Boris Johnson is to give more detail on his plan to ease the coronavirus lockdown amid criticism that his TV address was confusing.
A 50-page document will be published in parliament later to add detail to the prime minister’s “first sketch” on how the restrictions in England could be eased over the next three months.
Sunday’s announcement included measures taking effect this week, such as removing the limit on exercise and allowing people to sunbathe in parks, as well as a potential return for some schoolchildren in June.
Mr Johnson also told the nation that anyone who cannot work from home should now be “actively encouraged” to go to work.
The PM stressed his plan was conditional on meeting five government tests to ensure the virus is under control and said it would be “madness” to risk a second spike in cases.
But political opponents, businesses and unions have urged more clarity.
Labour leader Sir Keir Starmer said Mr Johnson’s statement raised “more questions than answers”.
“I think what the country wanted tonight was real clarity and a sense of consensus – and I’m afraid we haven’t got that,” said Sir Keir.
SNP Westminster leader Ian Blackford told Sky News it had caused “confusion” and “broken” the lockdown consensus in the four UK nations.
The leaders of the devolved administrations have already said they will not use this updated message – telling people to simply “stay at home” instead.
The prime minister’s suggestion that pupils in reception, year 1 and year 6 may be able to return “at the earliest by 1 June” was also criticised.
The teachers’ National Education Union called it labelled “nothing short of reckless” and said a snap poll had shown 85% of its 49,000 members disagreed with the idea.
It is also “imperative” that businesses get detailed advice on how to keep people safe and the use of PPE if more employees are to return to work, said the British Chambers of Commerce.
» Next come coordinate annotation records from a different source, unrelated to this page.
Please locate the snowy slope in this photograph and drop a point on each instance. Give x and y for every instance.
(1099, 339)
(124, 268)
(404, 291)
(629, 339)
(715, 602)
During Sunday’s address, the prime minister also said:
- A “phased reopening” of shops may be able to start in June
- Some of the hospitality industry and other public places could begin to reopen in July at the earliest
- “It will soon be the time” to impose quarantine on people coming into the UK by air
- A five-level Covid Alert System will judge how strict lockdown measures and social distancing rules should be locally
- People can drive to another destination for exercise, and play sport with people from the same household
- The UK’s COVID-19 reproduction rate, also known as R, is between 0.5 and 0.9, “but potentially only just below one”
- The government’s key message is now: “Stay alert, control the virus and save lives”
Mr Johnson said that from Wednesday: “You can sit in the sun in your local park, you can drive to other destinations, you can even play sports but only with members of your own household.”
However, he warned fines would increase for the “small minority” who break the social distancing rules, rising from £60 to £100.
The changes also allow people to meet one person not in their household when out in parks, said a government official.
It gives people the chance to see friends for the first time in almost eight weeks – but the two-metre rule must still be adhered to.
Tennis courts and golf clubs will also be allowed to reopen this week, although – again – people will only be able to play with members of their household.
Mr Johnson said that the impact of the changes would be “closely monitored”, adding: “If there are outbreaks, if there are problems, we will not hesitate to put on the brakes.”
He said: “Throughout this period of the next two months we will be driven not by mere hope or economic necessity.
“We are going to be driven by the science, the data and public health.”
Although Britons can return to their workplaces if necessary, the prime minister said safety should be a priority when they are commuting.
“You should avoid public transport if at all possible, because we must and will maintain social distancing, and capacity will therefore be limited,” he added.
“So work from home if you can, but you should go to work if you can’t work from home.”
New guidance is also being offered to employers so workplaces can become “COVID secure”.
Mr Johnson also thanked the public “for the effort and personal sacrifice they have made to reduce the spread of coronavirus and protect the NHS”.
He reiterated that keeping the infection rate down and beginning a return to a semblance of normality depended on a unified effort.